L’Etat arrivera-t-il à sauver Comarit? Peut-être. Mais attention, il ne s’agit nullement d’une intervention directe dans l’affaire de saisie des trois bateaux de Comarit et Comanav. Mais beaucoup plus d’une mission de bons offices. En effet, une commission, présidée par le secrétaire général du ministère de l’Equipement et du transport et composée de représentants des départements des Affaires étrangères et de la coopération, des Marocains résidant à l’étranger, des Finances et de Comarit, planche depuis le début de la semaine sur le dossier. Sa mission: trouver une solution immédiate au problème.
Selon une source fiable et proche du dossier au département de l’Equipement et du transport, «il faut quelque 200 millions de DH pour débloquer la situation». «Nous devons agir vite et d’urgence pour sauver Comarit», a indiqué la même source à L’Economiste. Il y a urgence parce que les autorités portuaires françaises risquent de mettre en vente les bateaux de Comarit une fois passé le délai d’un mois après leur saisie conservatoire. En fait, ajoute notre source, «les banques sont prêtes à intervenir, mais elles réclament des garanties conséquentes». «La Banque Centrale Populaire (BCP) veut bien mettre la main à la poche, surtout qu’elle détient déjà, à travers une de ses filiales, une importante part dans le capital de Comarit», indique notre source. Cependant, ses dirigeants exigent de gérer directement la compagnie maritime. Mais, jusqu’où peut aller la BCP, puisque les propriétaires de Comarit et Comanav seraient, d’après certaines sources, redevables à leurs fournisseurs et prestataires de services de la bagatelle d’au moins 500 millions de DH.

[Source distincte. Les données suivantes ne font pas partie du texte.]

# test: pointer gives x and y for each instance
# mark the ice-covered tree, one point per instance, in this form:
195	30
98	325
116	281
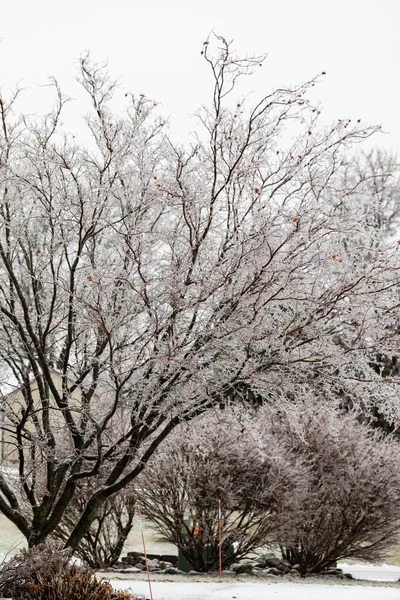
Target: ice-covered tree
142	282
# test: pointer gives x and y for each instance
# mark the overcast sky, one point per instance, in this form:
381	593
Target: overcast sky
154	46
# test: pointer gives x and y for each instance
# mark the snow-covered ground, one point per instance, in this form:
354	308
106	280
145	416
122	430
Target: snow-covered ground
372	572
256	591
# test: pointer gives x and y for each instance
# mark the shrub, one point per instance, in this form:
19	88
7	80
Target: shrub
46	572
350	505
217	458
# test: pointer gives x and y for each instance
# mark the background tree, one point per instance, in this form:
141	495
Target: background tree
142	282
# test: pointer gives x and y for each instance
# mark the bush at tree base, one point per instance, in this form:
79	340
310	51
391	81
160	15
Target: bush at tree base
217	458
349	506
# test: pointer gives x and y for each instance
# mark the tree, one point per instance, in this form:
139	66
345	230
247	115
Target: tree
155	281
102	544
217	459
349	507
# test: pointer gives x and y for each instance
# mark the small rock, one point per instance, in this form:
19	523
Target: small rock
173	571
273	571
284	566
193	573
242	569
272	561
131	570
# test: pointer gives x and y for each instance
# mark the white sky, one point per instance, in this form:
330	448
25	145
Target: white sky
154	46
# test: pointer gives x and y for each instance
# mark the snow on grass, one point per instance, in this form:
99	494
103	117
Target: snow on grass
255	591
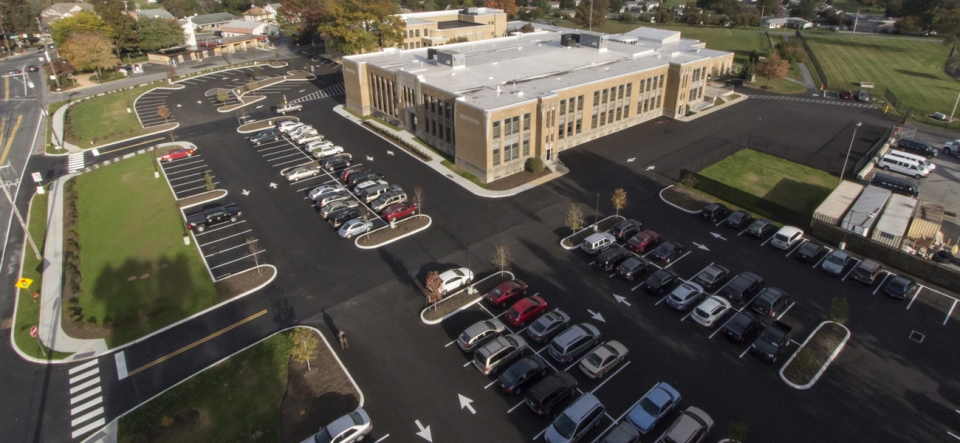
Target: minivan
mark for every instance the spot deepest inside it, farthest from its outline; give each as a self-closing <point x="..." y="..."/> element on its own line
<point x="903" y="166"/>
<point x="575" y="421"/>
<point x="896" y="184"/>
<point x="917" y="147"/>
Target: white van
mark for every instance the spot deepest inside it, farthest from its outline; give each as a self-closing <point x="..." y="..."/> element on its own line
<point x="917" y="158"/>
<point x="903" y="166"/>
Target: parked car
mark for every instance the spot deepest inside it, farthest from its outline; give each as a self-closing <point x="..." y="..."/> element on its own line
<point x="575" y="421"/>
<point x="684" y="296"/>
<point x="770" y="302"/>
<point x="525" y="310"/>
<point x="498" y="352"/>
<point x="353" y="227"/>
<point x="606" y="357"/>
<point x="810" y="252"/>
<point x="625" y="229"/>
<point x="742" y="287"/>
<point x="900" y="287"/>
<point x="550" y="392"/>
<point x="176" y="154"/>
<point x="667" y="251"/>
<point x="631" y="267"/>
<point x="453" y="279"/>
<point x="741" y="327"/>
<point x="642" y="240"/>
<point x="711" y="310"/>
<point x="738" y="219"/>
<point x="548" y="325"/>
<point x="347" y="429"/>
<point x="786" y="237"/>
<point x="712" y="277"/>
<point x="479" y="333"/>
<point x="573" y="342"/>
<point x="692" y="426"/>
<point x="653" y="406"/>
<point x="714" y="212"/>
<point x="867" y="271"/>
<point x="836" y="262"/>
<point x="506" y="292"/>
<point x="523" y="373"/>
<point x="660" y="281"/>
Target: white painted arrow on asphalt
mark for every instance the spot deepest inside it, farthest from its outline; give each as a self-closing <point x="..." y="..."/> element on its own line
<point x="424" y="432"/>
<point x="596" y="316"/>
<point x="465" y="403"/>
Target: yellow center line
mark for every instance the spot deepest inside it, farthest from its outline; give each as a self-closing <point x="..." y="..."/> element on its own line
<point x="131" y="146"/>
<point x="196" y="343"/>
<point x="6" y="149"/>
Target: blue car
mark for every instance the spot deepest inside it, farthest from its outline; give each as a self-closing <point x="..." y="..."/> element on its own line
<point x="653" y="406"/>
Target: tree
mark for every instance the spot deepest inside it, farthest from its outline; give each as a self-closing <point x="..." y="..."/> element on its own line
<point x="772" y="67"/>
<point x="575" y="218"/>
<point x="508" y="6"/>
<point x="501" y="256"/>
<point x="158" y="33"/>
<point x="83" y="22"/>
<point x="584" y="19"/>
<point x="305" y="345"/>
<point x="88" y="52"/>
<point x="619" y="199"/>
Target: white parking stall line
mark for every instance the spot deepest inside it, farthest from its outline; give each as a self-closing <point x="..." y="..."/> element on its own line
<point x="224" y="238"/>
<point x="234" y="261"/>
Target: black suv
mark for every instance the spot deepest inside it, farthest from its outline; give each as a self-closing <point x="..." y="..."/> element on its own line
<point x="550" y="392"/>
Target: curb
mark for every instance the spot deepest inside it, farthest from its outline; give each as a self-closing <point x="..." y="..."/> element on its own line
<point x="826" y="364"/>
<point x="675" y="206"/>
<point x="357" y="241"/>
<point x="471" y="303"/>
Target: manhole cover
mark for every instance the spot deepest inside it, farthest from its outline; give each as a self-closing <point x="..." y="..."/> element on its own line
<point x="916" y="336"/>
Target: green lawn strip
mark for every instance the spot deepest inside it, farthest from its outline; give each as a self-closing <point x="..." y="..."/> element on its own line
<point x="129" y="226"/>
<point x="798" y="187"/>
<point x="104" y="119"/>
<point x="28" y="308"/>
<point x="226" y="403"/>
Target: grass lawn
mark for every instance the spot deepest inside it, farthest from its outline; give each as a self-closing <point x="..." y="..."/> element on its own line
<point x="129" y="228"/>
<point x="104" y="119"/>
<point x="794" y="186"/>
<point x="28" y="308"/>
<point x="912" y="69"/>
<point x="226" y="403"/>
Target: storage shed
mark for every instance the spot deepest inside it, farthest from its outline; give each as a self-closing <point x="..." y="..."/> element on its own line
<point x="835" y="205"/>
<point x="892" y="226"/>
<point x="863" y="214"/>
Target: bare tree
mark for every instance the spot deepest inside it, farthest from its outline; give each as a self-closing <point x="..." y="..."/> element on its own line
<point x="619" y="199"/>
<point x="575" y="218"/>
<point x="502" y="257"/>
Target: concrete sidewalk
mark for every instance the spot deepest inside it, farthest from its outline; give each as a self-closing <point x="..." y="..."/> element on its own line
<point x="435" y="162"/>
<point x="51" y="304"/>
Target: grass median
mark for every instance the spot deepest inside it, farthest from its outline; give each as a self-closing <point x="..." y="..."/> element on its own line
<point x="137" y="275"/>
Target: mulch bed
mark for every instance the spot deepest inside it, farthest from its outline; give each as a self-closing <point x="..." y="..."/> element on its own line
<point x="822" y="346"/>
<point x="383" y="235"/>
<point x="238" y="284"/>
<point x="315" y="397"/>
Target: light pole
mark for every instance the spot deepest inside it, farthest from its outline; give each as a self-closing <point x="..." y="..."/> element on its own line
<point x="845" y="159"/>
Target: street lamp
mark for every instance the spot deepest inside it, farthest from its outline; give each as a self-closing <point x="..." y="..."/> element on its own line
<point x="845" y="159"/>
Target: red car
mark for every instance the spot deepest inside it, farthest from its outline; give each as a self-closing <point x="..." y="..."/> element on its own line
<point x="505" y="292"/>
<point x="177" y="154"/>
<point x="399" y="211"/>
<point x="642" y="240"/>
<point x="525" y="310"/>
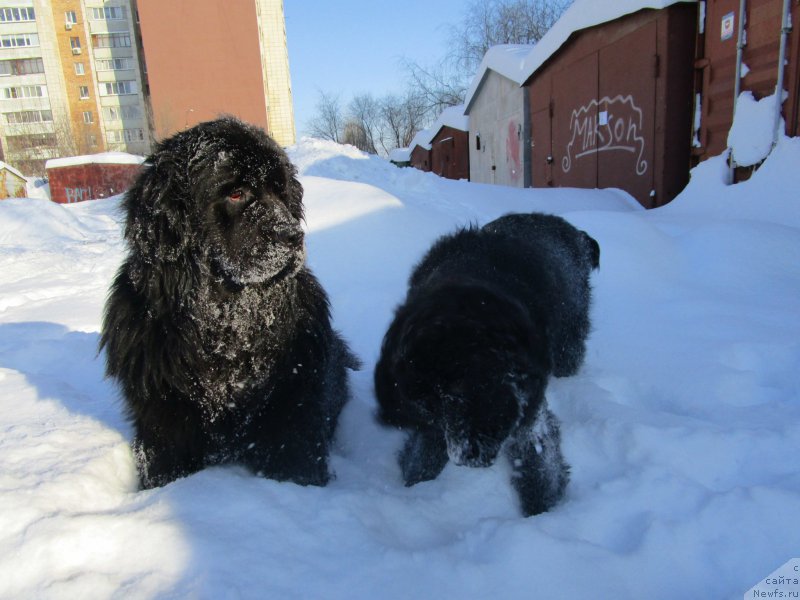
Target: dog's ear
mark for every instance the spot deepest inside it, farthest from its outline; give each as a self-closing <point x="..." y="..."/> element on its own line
<point x="594" y="250"/>
<point x="294" y="189"/>
<point x="158" y="215"/>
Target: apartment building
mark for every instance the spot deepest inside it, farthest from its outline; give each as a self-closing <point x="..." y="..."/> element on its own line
<point x="223" y="58"/>
<point x="70" y="81"/>
<point x="89" y="76"/>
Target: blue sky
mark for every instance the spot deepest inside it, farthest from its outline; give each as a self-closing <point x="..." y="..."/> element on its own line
<point x="356" y="46"/>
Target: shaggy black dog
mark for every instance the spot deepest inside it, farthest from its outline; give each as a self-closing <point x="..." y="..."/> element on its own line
<point x="218" y="335"/>
<point x="490" y="314"/>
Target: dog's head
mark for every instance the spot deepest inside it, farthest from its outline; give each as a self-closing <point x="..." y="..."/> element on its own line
<point x="224" y="195"/>
<point x="474" y="365"/>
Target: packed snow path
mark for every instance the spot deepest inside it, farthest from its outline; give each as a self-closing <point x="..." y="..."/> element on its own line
<point x="682" y="428"/>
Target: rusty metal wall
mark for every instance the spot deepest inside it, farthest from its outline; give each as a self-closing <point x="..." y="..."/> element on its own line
<point x="716" y="65"/>
<point x="450" y="153"/>
<point x="613" y="108"/>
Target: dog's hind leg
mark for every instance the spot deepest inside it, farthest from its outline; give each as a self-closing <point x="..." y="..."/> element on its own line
<point x="540" y="474"/>
<point x="423" y="457"/>
<point x="158" y="462"/>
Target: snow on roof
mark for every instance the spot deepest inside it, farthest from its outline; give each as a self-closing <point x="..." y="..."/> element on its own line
<point x="12" y="170"/>
<point x="451" y="117"/>
<point x="519" y="62"/>
<point x="505" y="59"/>
<point x="422" y="139"/>
<point x="400" y="155"/>
<point x="582" y="15"/>
<point x="106" y="158"/>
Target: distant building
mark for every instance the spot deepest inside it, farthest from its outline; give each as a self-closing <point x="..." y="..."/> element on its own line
<point x="208" y="57"/>
<point x="420" y="147"/>
<point x="76" y="79"/>
<point x="499" y="121"/>
<point x="400" y="157"/>
<point x="70" y="81"/>
<point x="81" y="178"/>
<point x="12" y="183"/>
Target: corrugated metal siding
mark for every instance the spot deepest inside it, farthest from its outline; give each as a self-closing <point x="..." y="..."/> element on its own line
<point x="497" y="120"/>
<point x="450" y="153"/>
<point x="613" y="108"/>
<point x="717" y="65"/>
<point x="421" y="158"/>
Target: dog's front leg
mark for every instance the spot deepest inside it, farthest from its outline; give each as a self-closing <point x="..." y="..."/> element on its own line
<point x="540" y="474"/>
<point x="423" y="457"/>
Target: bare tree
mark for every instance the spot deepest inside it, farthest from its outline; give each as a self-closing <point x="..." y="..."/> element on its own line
<point x="487" y="23"/>
<point x="380" y="125"/>
<point x="403" y="117"/>
<point x="437" y="87"/>
<point x="364" y="124"/>
<point x="328" y="124"/>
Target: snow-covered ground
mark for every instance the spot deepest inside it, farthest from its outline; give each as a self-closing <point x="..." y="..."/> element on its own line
<point x="682" y="428"/>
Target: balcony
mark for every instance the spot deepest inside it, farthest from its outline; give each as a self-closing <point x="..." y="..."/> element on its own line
<point x="117" y="26"/>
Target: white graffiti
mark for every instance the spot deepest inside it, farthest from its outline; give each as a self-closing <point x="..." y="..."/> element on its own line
<point x="78" y="194"/>
<point x="617" y="125"/>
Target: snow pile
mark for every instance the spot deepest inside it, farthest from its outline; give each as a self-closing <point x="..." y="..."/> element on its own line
<point x="751" y="134"/>
<point x="113" y="158"/>
<point x="682" y="428"/>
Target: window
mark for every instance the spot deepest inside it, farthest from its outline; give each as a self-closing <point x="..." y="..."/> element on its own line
<point x="19" y="40"/>
<point x="114" y="64"/>
<point x="111" y="40"/>
<point x="9" y="15"/>
<point x="17" y="143"/>
<point x="119" y="136"/>
<point x="21" y="66"/>
<point x="117" y="113"/>
<point x="29" y="116"/>
<point x="109" y="13"/>
<point x="117" y="88"/>
<point x="25" y="91"/>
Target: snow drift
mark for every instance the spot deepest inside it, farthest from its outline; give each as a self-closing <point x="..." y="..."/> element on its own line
<point x="682" y="429"/>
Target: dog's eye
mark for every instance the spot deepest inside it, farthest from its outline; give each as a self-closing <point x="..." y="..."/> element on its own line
<point x="236" y="196"/>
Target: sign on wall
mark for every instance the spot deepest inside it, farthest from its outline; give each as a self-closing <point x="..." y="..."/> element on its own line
<point x="726" y="29"/>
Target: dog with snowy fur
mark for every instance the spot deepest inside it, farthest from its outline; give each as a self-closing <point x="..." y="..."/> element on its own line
<point x="491" y="313"/>
<point x="217" y="333"/>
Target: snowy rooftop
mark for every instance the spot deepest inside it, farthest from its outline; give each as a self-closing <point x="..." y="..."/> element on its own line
<point x="451" y="117"/>
<point x="582" y="15"/>
<point x="400" y="155"/>
<point x="422" y="139"/>
<point x="507" y="60"/>
<point x="519" y="62"/>
<point x="11" y="170"/>
<point x="106" y="158"/>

Cependant, une chose est sûre: l’Etat ne va pas laisser tomber la Comarit. L’on a ainsi appris qu’une commission du département de l’Equipement et du transport travaille déjà sur un plan de restructuration de la compagnie maritime. Alors qu’une autre va se pencher incessamment sur le bilan de la libéralisation du secteur maritime. En effet, quatre ans après son entrée en vigueur (2007), la libéralisation du secteur maritime ne donne pas satisfaction aux armateurs marocains. Et pour cause, «elle n’a pas été suffisamment accompagnée de mesures permettant à l’armement national de faire face à cette nouvelle donne», estime-t-on auprès du Comité central des armateurs marocains (CCAM). Ce dernier avait déjà tiré la sonnette d’alarme attirant l’attention sur le fait que «le cadre réglementaire est toujours régi par le code du commerce maritime de 1919 et aucune mesure incitative à l’investissement n’a été mise en place» (cf. www.leconomiste.com).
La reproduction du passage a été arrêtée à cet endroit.